Мне эта еврогармония не давалась. Пытаясь освоить культуру кавярни (поводом служил роман с юной полькой), я никак не мог научиться бесконечному растягиванию микроскопической порции эспрессо. Я выпивал вторую, третью, четвертую чашку и томился в ожидании дальнейших событий.
Это не я пишу
В 50-е годы в папиных разговорах за чайным столом и устных новеллах стал фигурировать музыковед-графоман с запоминающейся, иногда казалось, нарочно придуманной, фамилией – Оголевец[11]. Бывший работник милиции, он вел себя нахраписто, печатал огромные тома с претензией на тотальную перестройку музыкознания, скандально требовал их обсуждения и признания своего величия. В ходе кампании по увековечению собственной славы он не постеснялся обратиться за отзывом к Шостаковичу, со слов которого и стала известна эта история.

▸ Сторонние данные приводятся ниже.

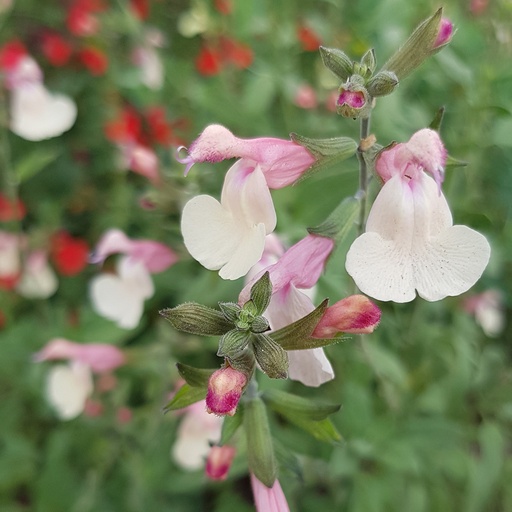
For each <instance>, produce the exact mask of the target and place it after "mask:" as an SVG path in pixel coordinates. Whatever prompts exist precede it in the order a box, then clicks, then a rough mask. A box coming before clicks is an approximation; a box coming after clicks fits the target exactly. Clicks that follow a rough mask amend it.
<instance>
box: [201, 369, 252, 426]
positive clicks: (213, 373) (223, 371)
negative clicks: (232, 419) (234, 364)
mask: <svg viewBox="0 0 512 512" xmlns="http://www.w3.org/2000/svg"><path fill="white" fill-rule="evenodd" d="M246 384H247V375H245V374H244V373H242V372H240V371H238V370H235V369H234V368H231V366H226V367H224V368H221V369H220V370H217V371H215V372H213V373H212V375H211V376H210V379H209V380H208V391H207V393H206V410H207V411H208V412H209V413H213V414H217V415H218V416H225V415H226V414H227V415H229V416H234V414H235V413H236V408H237V406H238V402H239V401H240V398H241V397H242V393H243V391H244V388H245V386H246Z"/></svg>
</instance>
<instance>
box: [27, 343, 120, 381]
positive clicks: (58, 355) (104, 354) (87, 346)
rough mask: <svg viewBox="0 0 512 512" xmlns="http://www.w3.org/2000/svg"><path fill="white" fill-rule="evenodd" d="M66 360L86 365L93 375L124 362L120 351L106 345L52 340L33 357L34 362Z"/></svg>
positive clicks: (101, 372) (113, 347)
mask: <svg viewBox="0 0 512 512" xmlns="http://www.w3.org/2000/svg"><path fill="white" fill-rule="evenodd" d="M54 359H68V360H72V361H78V362H80V363H83V364H86V365H88V366H89V368H90V369H91V370H92V371H93V372H94V373H104V372H110V371H112V370H114V369H116V368H118V367H119V366H122V365H123V364H125V362H126V357H125V355H124V354H123V352H122V350H121V349H119V348H118V347H116V346H114V345H109V344H107V343H75V342H73V341H69V340H67V339H64V338H53V339H52V340H50V341H49V342H48V343H47V344H46V345H45V347H44V348H43V349H42V350H40V351H39V352H37V353H36V354H35V355H34V361H36V362H41V361H50V360H54Z"/></svg>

Отметая возражения, он добился аудиенции и попросил письменно засвидетельствовать непреходящую ценность его работ. Шостакович, неспособный никому отказать прямо, стал, нервно наигрывая что-то пальцами на щеке (папа всегда показывал его так), отнекиваться – он не читал книг Оголевца, сейчас у него нет времени с ними ознакомиться, он не музыковед, научных отзывов не пишет, это отняло бы слишком много сил…
– Не нужно ни о чем беспокоиться, – надвигаясь на него, с угрожающей членораздельностью объявил Оголевец. – Я все подготовил. Вот отзыв. – Он раскрыл портфель и протянул Шостаковичу отпечатанный текст с зияющим местом для подписи.